Commonwealth Bank of Australia (ASX: CBA) was front and centre at both the Storm Financial and the financial planning scandal and has drawn recent headlines over a potential bribery claim in its technology arm. National Australia Bank Ltd. (ASX: NAB), Macquarie Group Ltd (ASX: MQG), and Australia and New Zealand Banking Group (ASX: ANZ) also featured prominently in the financial planning fiasco.
Westpac Banking Corp (ASX: WBC) seems to have avoided that one, but it is being investigated as part of the ongoing inquiry into manipulation of the Bank Bill Swap Rate, a situation that has already caused ANZ to suspend seven traders over allegations of wrongdoing.
Wayne Byrnes, chairman of the Australian Prudential Regulatory Authority (APRA), which oversees lenders and insurers, also got into the act on Friday, declaring that:
'It is clear that in many cases, aspirational statements of organisational culture have been no match for the personal incentives that are created for individuals' (quoted in AFR).
Or in other words, banks make a song and dance about how important culture is while simultaneously rewarding employees who sell more products.
A quick web search will show you piles upon piles of banking misconduct issues going back to before the GFC. It seems that little has changed in the past decade except the date, and the nature of the misconduct, which begs the question:
Why ARE the big banks so dodgy?
- Prime directive is to achieve profit growth for shareholders
- Poor incentive structure creates conflict in employees
- Lack of punishment from ASIC, the 'toothless bandicoot'
- Punishments available aren't large enough to act as a deterrent
- Poor risk culture driven by incentives as well as lack of awareness or oversight from supervisors
And the list goes on. But an interesting perspective comes from the research of associate professor Elizabeth Sheedy and Barbara Griffin at Macquarie University.
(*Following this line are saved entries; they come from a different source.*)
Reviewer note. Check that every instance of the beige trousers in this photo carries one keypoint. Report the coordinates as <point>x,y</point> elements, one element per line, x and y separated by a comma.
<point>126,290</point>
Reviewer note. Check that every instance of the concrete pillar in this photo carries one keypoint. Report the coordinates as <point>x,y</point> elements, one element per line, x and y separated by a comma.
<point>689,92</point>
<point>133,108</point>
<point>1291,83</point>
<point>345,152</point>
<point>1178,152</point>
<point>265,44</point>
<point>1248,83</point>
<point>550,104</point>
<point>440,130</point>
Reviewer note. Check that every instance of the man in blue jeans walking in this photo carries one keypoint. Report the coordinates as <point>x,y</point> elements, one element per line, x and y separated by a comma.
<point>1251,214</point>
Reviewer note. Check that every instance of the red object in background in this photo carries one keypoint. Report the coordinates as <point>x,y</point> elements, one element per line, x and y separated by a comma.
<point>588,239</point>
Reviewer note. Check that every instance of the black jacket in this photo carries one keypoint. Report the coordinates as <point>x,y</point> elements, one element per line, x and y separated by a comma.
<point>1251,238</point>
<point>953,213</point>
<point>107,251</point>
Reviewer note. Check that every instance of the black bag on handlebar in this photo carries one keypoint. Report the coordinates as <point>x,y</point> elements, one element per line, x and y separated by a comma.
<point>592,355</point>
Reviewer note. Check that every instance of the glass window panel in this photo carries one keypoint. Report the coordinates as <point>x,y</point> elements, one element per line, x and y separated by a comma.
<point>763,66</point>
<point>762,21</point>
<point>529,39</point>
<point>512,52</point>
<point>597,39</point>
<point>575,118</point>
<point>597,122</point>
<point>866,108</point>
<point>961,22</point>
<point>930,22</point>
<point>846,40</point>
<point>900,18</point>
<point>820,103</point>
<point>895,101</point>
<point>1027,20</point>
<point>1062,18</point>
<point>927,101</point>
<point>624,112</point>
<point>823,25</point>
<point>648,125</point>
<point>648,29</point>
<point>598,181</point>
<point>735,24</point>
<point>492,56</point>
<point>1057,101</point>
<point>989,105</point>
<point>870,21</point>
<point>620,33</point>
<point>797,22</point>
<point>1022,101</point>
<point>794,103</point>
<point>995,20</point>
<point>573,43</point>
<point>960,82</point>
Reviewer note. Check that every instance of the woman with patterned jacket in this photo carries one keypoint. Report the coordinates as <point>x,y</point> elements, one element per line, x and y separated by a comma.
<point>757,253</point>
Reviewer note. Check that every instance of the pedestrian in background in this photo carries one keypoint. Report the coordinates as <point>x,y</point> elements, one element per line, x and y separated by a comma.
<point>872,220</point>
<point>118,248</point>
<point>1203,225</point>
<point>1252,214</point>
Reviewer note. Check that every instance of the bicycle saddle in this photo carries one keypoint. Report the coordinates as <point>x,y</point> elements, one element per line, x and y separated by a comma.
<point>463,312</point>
An ongoing study reported in Fairfax media this morning found that:
- Half of the staff in the three major Australian banks surveyed believe that remuneration plans encourage unacceptable risk taking
- 'Machiavellan' personalities (those who manipulate to gain power) are the most ethically problematic
- Executives have a significantly better view of their bank's culture than junior employees do
(The study can be found for free via a web search for "Empirical Analysis of Risk Culture in Financial Institutions: Interim Report")
Tying in with the above points, researchers also found that there is 'significant variation in the risk culture scores in each of the banks at the business unit level' i.e., different branches of the bank (Home Lending, Wealth Management, Insurance) etc have their own risk culture.
The researchers felt that this was 'consistent with the hypothesis that culture is a local construct and very much dependent on interactions with close colleagues and the immediate manager'. They also felt that executives had a better view of culture because of 'avoidance', where awareness of problems is contained to the lower levels of a business (Sheedy & Griffin, 2014).
In other words, it may be pointless to attack senior execs because a) they think their culture is great, and b) they personally have a limited impact on the culture of subsidiary departments.
It's an interesting look at the dynamics of Australia's banking sector and a timely reminder that customers must be cautious before entering into any arrangement that could have a meaningful impact on their finances.
There's no such thing as a risk-free investment.